UOL Notícias Internacional
 

21/02/2008

Sinais de estagflação da economia aumentam nos Estados Unidos

The New York Times
Graham Bowley
Ultimamente, muitas pessoas estão ouvindo um eco -talvez levemente, mas claramente audível- da estagflação dos anos 70.

Enquanto cai o crescimento econômico, os preços do petróleo e da gasolina estão atingindo novas altas recordes. O ouro está valorizando, juntamente com os preços de commodities básicos como trigo e aço. E na quarta-feira, com o mais recente relatório do governo sobre os preços ao consumidor, há sinais de que a inflação em geral, após anos de aumentos apenas modestos, pode estar acelerando.

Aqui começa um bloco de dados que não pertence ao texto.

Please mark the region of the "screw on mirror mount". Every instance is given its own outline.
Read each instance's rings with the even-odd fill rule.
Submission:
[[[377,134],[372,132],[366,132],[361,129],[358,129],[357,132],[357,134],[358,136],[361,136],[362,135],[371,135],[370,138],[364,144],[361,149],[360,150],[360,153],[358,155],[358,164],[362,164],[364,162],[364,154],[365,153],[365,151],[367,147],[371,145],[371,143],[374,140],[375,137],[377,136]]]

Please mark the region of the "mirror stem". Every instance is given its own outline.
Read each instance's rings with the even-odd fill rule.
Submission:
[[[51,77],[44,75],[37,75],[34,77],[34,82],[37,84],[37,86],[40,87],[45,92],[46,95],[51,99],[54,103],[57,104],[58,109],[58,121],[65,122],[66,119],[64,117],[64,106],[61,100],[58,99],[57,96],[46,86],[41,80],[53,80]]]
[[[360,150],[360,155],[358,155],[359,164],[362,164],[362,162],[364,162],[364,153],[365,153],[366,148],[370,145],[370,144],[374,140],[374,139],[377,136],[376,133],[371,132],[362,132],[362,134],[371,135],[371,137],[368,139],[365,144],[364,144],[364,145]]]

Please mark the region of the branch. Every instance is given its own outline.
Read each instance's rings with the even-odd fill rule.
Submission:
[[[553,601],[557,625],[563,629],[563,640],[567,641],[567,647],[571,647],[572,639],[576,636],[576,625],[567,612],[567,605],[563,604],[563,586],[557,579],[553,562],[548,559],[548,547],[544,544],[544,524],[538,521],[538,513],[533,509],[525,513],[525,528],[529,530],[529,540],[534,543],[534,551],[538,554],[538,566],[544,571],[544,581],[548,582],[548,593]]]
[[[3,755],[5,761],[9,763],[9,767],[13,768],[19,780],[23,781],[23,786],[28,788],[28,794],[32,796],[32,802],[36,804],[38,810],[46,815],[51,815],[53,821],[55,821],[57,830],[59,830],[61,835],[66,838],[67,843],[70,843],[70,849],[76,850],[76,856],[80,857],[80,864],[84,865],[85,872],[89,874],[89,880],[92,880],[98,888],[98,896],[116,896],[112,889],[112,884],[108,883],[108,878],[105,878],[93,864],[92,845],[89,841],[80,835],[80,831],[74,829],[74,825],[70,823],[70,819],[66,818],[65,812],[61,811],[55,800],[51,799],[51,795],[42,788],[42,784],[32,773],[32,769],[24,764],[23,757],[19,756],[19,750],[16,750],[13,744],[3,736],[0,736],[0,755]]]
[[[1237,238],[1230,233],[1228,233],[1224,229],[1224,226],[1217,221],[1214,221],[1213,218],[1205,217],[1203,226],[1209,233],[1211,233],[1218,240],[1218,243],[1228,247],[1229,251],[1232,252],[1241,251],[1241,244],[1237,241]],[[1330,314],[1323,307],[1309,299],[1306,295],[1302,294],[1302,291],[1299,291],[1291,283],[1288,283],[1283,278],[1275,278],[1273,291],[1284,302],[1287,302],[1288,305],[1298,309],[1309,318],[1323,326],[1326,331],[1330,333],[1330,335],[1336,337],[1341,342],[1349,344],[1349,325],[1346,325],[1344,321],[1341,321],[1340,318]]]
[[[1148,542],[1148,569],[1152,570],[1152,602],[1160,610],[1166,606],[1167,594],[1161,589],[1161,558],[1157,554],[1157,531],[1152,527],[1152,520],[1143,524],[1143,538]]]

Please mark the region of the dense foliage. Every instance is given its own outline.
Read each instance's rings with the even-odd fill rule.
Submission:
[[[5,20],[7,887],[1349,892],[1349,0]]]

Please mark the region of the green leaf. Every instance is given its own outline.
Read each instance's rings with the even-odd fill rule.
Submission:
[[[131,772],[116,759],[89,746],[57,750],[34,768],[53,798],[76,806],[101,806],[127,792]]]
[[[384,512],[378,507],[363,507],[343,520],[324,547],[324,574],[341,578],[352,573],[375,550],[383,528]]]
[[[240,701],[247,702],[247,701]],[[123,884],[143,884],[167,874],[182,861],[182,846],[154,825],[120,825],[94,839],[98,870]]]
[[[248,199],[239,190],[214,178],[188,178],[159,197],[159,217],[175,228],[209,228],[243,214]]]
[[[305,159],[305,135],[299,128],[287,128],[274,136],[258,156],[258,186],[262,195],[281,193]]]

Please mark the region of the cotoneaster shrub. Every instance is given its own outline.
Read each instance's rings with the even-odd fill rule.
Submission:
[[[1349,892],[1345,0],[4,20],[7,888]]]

Para o Federal Reserve (Fed, o banco central americano) e seu presidente, Ben S. Bernanke, tudo isto não poderia vir em pior momento. Com os mercados de crédito em desarranjo após o estouro da bolha imobiliária, Bernanke está reduzindo as taxas de juros em uma tentativa de conter os riscos de recessão.

Mas ao enfatizar acima de tudo a retomada do crescimento, o banco central americano, segundo alguns economistas e até mesmo alguns poucos diretores do Fed, poderá enfrentar um problema maior de inflação mais à frente.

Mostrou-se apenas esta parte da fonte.